Ok.... so what I did was to mv the existing logs directory aside. (Because the error was not that it could not create the dir, but that the dir already existed.) And I did it directly in the filesystem, and not via docker exec:

So in /share/CACHEDEV1_DATA/Container/appdata/crashplan-pro/config/log/native I did: mv logs logs-old

And then the errors stopped, and the engine must have started, because Crashplan is now running. And it did, as expected, create a new logs directory, and inside it is: [/share/CACHEDEV1_DATA/Container/appdata/crashplan-pro/config/log/native/logs] # cat 20211223_00.log [2021-12-23 11:17:30.990590] [00:00:05.238263] [INFO ] (UnknownModule) Initializing uaw module, rootInstall=true [2021-12-23 11:17:31.014027] [00:00:05.261702] [INFO ] (UnknownModule) Initial Configuration:device_uaw_inactiveDurationInSec=608s. [2021-12-23 11:17:31.063791] [00:00:05.311465] [INFO ] (UnknownModule) Configuration:device_uaw_inactiveDurationInSec is now 60s [2021-12-23 11:17:31.064292] [00:00:05.312035] [INFO ] (uaw) Starting the uaw module. [2021-12-23 11:17:31.064623] [00:00:05.312294] [WARN ] (uaw) Unable to watch user activity. filesystem error: directory iterator cannot open directory: No such file or directory [/dev/input/by-path] [2021-12-23 11:17:31.079938] [00:00:05.327612] [ERROR] (uaw) Stopping the uaw module early, failed to start the watcher. (In case that matters/helps)

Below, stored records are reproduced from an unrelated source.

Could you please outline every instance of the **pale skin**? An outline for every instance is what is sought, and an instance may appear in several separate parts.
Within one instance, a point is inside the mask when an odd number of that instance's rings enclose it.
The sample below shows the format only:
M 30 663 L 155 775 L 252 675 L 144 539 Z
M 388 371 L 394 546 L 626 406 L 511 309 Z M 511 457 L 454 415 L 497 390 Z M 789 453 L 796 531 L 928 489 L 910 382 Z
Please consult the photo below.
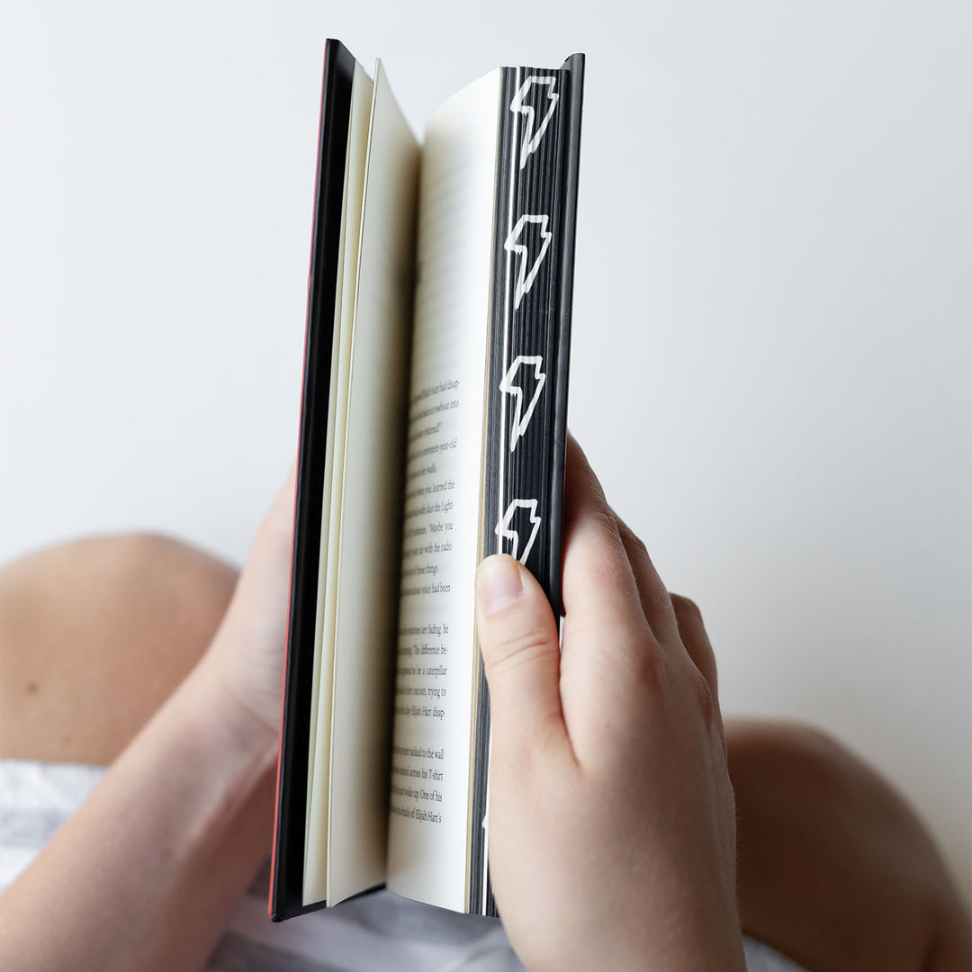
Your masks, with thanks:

However, I expect/fear that next time this restarts, it's going to fail in the same way, until I again mv that directory aside (or rm it).

dav1n commented 2 years ago

(So it seems that boost::filesystem::create_directory is missing the equivalent of a "-p" on its call to mkdir)

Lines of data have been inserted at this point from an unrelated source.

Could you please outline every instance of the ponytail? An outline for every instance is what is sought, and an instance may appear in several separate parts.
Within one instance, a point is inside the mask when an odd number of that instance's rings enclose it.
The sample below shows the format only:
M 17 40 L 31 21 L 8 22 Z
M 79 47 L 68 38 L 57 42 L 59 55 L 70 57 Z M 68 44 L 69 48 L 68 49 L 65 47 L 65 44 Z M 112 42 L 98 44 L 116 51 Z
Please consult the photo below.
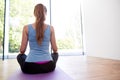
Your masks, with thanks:
M 45 21 L 45 12 L 46 12 L 45 6 L 42 4 L 38 4 L 35 6 L 34 9 L 34 15 L 36 17 L 35 21 L 35 27 L 36 27 L 36 40 L 38 44 L 41 44 L 44 38 L 44 21 Z

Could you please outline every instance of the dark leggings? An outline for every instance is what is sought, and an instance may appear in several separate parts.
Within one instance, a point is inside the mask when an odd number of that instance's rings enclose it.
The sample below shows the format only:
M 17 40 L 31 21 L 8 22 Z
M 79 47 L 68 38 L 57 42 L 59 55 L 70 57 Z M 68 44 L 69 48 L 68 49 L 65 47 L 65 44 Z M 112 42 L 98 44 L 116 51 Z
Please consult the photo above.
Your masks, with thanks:
M 49 61 L 44 64 L 37 64 L 34 62 L 25 62 L 26 55 L 19 54 L 17 56 L 17 61 L 20 64 L 23 73 L 27 74 L 38 74 L 38 73 L 48 73 L 54 71 L 56 67 L 56 62 L 58 60 L 58 53 L 51 54 L 53 61 Z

jlesage commented 2 years ago

Or it may be that there was a file at the location of the directory.

Do you still have your old log directory? Can you do a ls -Ral on it ?

dav1n commented 2 years ago

Here is the full listing from "native" down:

ls -lRa

.: total 16 drwxr-xr-x 4 admin administrators 4096 2021-12-23 11:17 ./ drwxr-xr-x 4 admin administrators 4096 2021-12-23 11:07 ../ drwxr-xr-x 2 admin administrators 4096 2021-12-23 11:17 logs/ drwxr-xr-x 2 admin administrators 4096 2021-12-18 12:34 logs-old/

./logs: total 12 drwxr-xr-x 2 admin administrators 4096 2021-12-23 11:17 ./ drwxr-xr-x 4 admin administrators 4096 2021-12-23 11:17 ../ -rw-r--r-- 1 admin administrators 780 2021-12-23 11:17 20211223_00.log

./logs-old: total 12 drwxr-xr-x 2 admin administrators 4096 2021-12-18 12:34 ./ drwxr-xr-x 4 admin administrators 4096 2021-12-23 11:17 ../ -rw-r--r-- 1 admin administrators 1006 2021-12-18 12:34 20211218_00.log

I'll note again that the logged failure was on the mkdir, not on the file creation.

jlesage commented 2 years ago

I wanted to verify that /usr/local/crashplan/log/native/logs was not existing as a file. Because if it was the case, performing mkdir on it would produce the same error.

Can you try to restart the container to see if you will produce the same error ?

dav1n commented 2 years ago

Destroyed and restarted the container. And it is again erroring in the same way: what(): boost::filesystem::create_directory: File exists: "/usr/local/crashplan/log/native/logs"

So I will manually mv that dir aside again, so my backups can run.

Thanks!!

jlesage commented 2 years ago

Ok, I will implement a workaround (i.e. automatically remove /usr/local/crashplan/log/native/logs before starting the engine).

charlesdunbar commented 2 years ago

Awesome! I didn't try moving the whole thing 😂

Can confirm I'm also able to get a login prompt after doing the following (from the /path/to/crashplan/log/native folder):

$ mv logs logs-old

With the container still running, it immediately made a new logs folder and I was able to get a prompt.

jlesage commented 2 years ago

I implemented the workaround in the latest Docker image. Let me know if you still see this issue.

dav1n commented 2 years ago

Thanks! I pulled the latest version, 2.16.3, and the engine now starts correctly, without me needing to mv that dir aside.